# For the Love of Blood Parrots!



## Doghund (Jul 10, 2005)

:hi: Hi, I'm new. 
My favorite fish is my Black Blood Parrot and he has had so many adventures in his little five gallon world.
Dante, you see, really hates cats and tries to attack them through the glass every time he sees one. Well one day he got his chance :twisted: He actually jumped clear out of the water to bite a kittens paw. It was soooo funny!
:fish: Post your favoite blood parrot moments. :fish:


----------



## awesome kid (Jun 10, 2005)

ummm.... 5 gallons? im sorry if im being naive but 5 gallons is way too small. would have given it at least a 35


----------



## Doghund (Jul 10, 2005)

awesome kid said:


> ummm.... 5 gallons? im sorry if im being naive but 5 gallons is way too small. would have given it at least a 35


 Yeah, I know. But I was originally putting a goldfish in it. I never intended to get a blood parrot at all. He was a spurr of the moment thing... :fish: :roll:


----------



## Imbrium (Feb 7, 2005)

5 gallons is too small for a goldfish too. You shouldn't buy fish unless you're sure you can take proper care of them, including making sure you have the right size tank.


----------



## Doghund (Jul 10, 2005)

Imbrium said:


> 5 gallons is too small for a goldfish too. You shouldn't buy fish unless you're sure you can take proper care of them, including making sure you have the right size tank.
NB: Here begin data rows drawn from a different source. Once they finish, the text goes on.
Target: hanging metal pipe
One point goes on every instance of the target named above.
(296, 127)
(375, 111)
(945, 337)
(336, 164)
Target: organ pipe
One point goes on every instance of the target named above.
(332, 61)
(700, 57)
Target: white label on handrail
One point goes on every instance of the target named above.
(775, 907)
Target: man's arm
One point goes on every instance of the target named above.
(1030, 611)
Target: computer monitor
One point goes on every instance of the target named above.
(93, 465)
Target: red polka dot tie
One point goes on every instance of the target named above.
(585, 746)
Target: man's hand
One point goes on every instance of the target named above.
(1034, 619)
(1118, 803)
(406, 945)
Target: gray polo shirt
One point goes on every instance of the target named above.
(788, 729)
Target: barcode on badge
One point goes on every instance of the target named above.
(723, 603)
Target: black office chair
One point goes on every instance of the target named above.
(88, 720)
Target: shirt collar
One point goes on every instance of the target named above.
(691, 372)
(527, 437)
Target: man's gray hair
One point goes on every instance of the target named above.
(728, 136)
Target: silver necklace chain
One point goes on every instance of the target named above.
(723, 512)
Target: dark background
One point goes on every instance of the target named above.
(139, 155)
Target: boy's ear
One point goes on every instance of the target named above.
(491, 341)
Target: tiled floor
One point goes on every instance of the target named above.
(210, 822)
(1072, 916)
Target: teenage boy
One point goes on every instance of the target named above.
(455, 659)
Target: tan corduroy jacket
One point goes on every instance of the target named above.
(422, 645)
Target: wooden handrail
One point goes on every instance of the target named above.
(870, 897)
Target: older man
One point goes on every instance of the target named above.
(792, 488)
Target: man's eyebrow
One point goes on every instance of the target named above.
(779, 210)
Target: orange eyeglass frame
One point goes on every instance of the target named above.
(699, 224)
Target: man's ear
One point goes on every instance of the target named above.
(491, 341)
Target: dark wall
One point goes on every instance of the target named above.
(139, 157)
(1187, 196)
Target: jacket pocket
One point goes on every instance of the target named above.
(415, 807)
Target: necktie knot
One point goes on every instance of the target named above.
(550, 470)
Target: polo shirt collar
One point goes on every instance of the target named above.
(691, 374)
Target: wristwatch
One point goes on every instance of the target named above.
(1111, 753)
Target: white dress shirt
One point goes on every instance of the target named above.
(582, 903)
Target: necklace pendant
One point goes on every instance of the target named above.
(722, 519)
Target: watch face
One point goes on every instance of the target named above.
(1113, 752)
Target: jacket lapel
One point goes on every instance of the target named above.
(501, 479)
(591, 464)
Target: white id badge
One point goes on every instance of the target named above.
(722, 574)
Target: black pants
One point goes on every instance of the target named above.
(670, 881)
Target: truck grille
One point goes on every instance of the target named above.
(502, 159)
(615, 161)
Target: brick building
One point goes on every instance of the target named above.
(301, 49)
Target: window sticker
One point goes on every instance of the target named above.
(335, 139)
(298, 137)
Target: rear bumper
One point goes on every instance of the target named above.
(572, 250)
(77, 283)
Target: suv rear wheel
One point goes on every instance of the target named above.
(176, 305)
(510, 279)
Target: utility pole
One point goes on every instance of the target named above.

 Look, when I got him he was the size of a quarter. 5gal. was plenty. I keep it clean, and he even has a plant to keep him busy. As soon as I get moved to my bigger room I'm putting him in a 30gal. But for now hes healthy and happy in his his 5.


----------



## Lisachromis (Jan 19, 2005)

I can't stress enough that people should research the fish they are going to buy. Always count in the adult size of the fish and their behaviour. There would be a lot more happier fish and fish keepers if they had researched first.


----------



## pyropenguin (Apr 17, 2006)

hey, ya im new too and my girlfriend is forcing me to reaserch befor i buy. witch after reading lisa's post i see that she was prolly right in doing so, but ya anyways, my buddy has a parrana dont ask me anything about it he just told my last week at the jym. and i was like man that would be a sweet pet for a university kid like myself, but like i said i hafta reaserch it forst so any info on these little fellas would be awesome thanks. dunno if u can get my email through my profile so here it [email protected] thanks alot.


----------



## Georgia Peach (Sep 23, 2005)

5 gallaons?? no wonder he jumped out! LOL


----------